A digital crypto-currency has launched that is generated by human movement.
Bitwalking dollars will be earned by walking, unlike other digital currencies such as Bitcoins that are "mined" by computers.
A phone application counts and verifies users' steps, with walkers earning approximately 1 BW$ for about 10,000 steps (about five miles).
Initially, users will be given the chance to spend what they earn in an online store, or trade them for cash.
The founders of the project, Nissan Bahar and Franky Imbesi have attracted more than $10m (£6.6m) of initial funding from mainly Japanese investors to help launch the currency and create the bank that verifies steps and any transfers.
Japanese electronics giant Murata is working on a wearable wristband that will provide an alternative to carrying a smartphone and show how many BW$ the wearer has earned.
Shoe manufacturers are poised to accept the currency, and a UK high street bank is in talks to partner with the project at one of the UK's biggest music festivals next year.
The founders have a track record in disruptive technology that could help developing nations as much as richer ones.
Last year they launched Keepod, a $7 USB stick that acts like a computer in Nairobi, Kenya.
The idea of Bitwalking is to take advantage of the trend for fitness trackers by offering an additional incentive to keep fit.
The global scheme plans to partner with sportswear brands, health services, health insurance firms, environmental groups, and potentially advertisers who could be offered unique insights into the audiences they are targeting.
In the future, employers may be invited to take part in a scheme that would be offered to their employees to encourage them to stay fitter, with the currency they earn converted and then paid alongside their salaries.
In developed nations the average person would earn around 15 BW$ a month, but it is hoped that in poorer countries where people have to walk further for work, school, or simply to collect water, the Bitwalking scheme could help transform lives.
Salim Adam walks around six miles (10km) a day to work as an IT teacher at his local college in Mthuntama in northern Malawi.
He has worked out that he can earn 26 BW$ a month just by having the app running on his mobile phone.

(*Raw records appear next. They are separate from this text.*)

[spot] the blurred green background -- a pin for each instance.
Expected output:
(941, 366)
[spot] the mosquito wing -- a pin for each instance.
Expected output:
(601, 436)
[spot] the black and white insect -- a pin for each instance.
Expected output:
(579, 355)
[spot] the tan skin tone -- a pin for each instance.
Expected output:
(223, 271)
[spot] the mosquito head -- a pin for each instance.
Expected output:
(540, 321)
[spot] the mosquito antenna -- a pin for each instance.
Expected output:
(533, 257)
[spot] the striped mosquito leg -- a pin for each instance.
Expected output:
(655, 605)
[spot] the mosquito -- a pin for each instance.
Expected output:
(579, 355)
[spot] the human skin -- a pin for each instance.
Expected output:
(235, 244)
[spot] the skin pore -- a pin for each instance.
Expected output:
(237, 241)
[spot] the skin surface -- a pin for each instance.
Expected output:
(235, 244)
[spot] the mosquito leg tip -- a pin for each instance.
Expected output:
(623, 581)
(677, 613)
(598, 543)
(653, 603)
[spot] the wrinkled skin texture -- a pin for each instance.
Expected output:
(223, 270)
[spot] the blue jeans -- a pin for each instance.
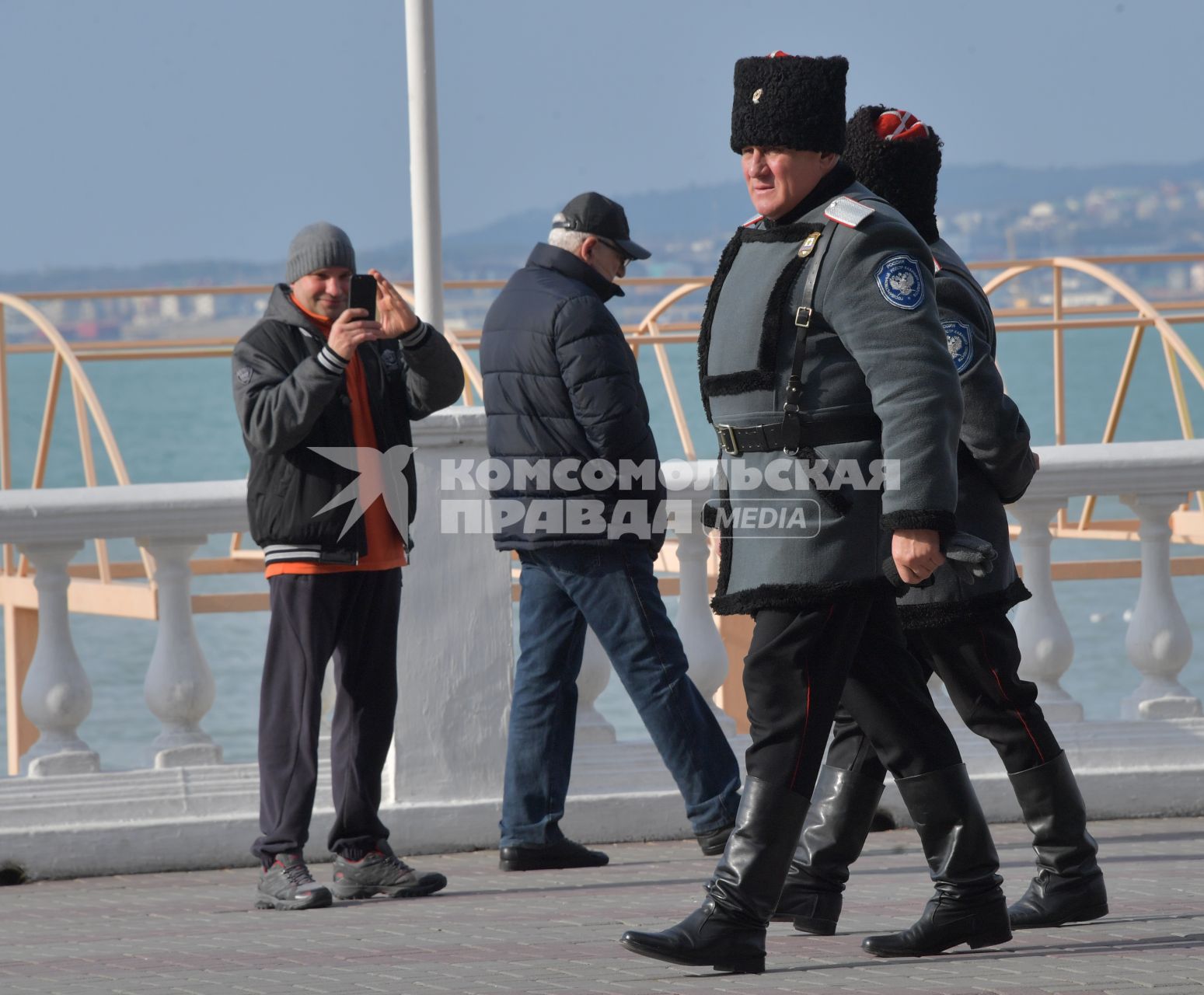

His current salary is the equivalent of $26 USD.
The impact Bitwalking could make in developing countries isn't lost on the founders. It is one of the central reasons for creating the currency. In Malawi, one of the African nations to join at the launch of the project, the average rural wage is just US$1.5 (£1) a day.
Business advisor, Karen Chinkwita runs Jubilee Enterprises, giving business guidance to young people in Lilongwe. She said: "There may be a temptation for some to walk instead of work.
"But most people want to earn more money and will do both. With some education we can teach them how to use that money to create even more opportunities."
The Bitwalking manager for Malawi, Carl Meyer, has set up the first two Bitwalking hubs in Lilongwe and Mthuntama where local people will be trained how to trade the BW$ online for US$ or the local currency, Malawi Kwacha.
Eventually an automatic online exchange is planned that will match up buyers with sellers and a rough exchange rate will begin to emerge.
The Go! app for iOS and Android devices will initially be offered to a handful of countries, including the UK, Japan, Malawi, and Kenya, to give the organisers a chance to iron out any difficulties before other countries come on board.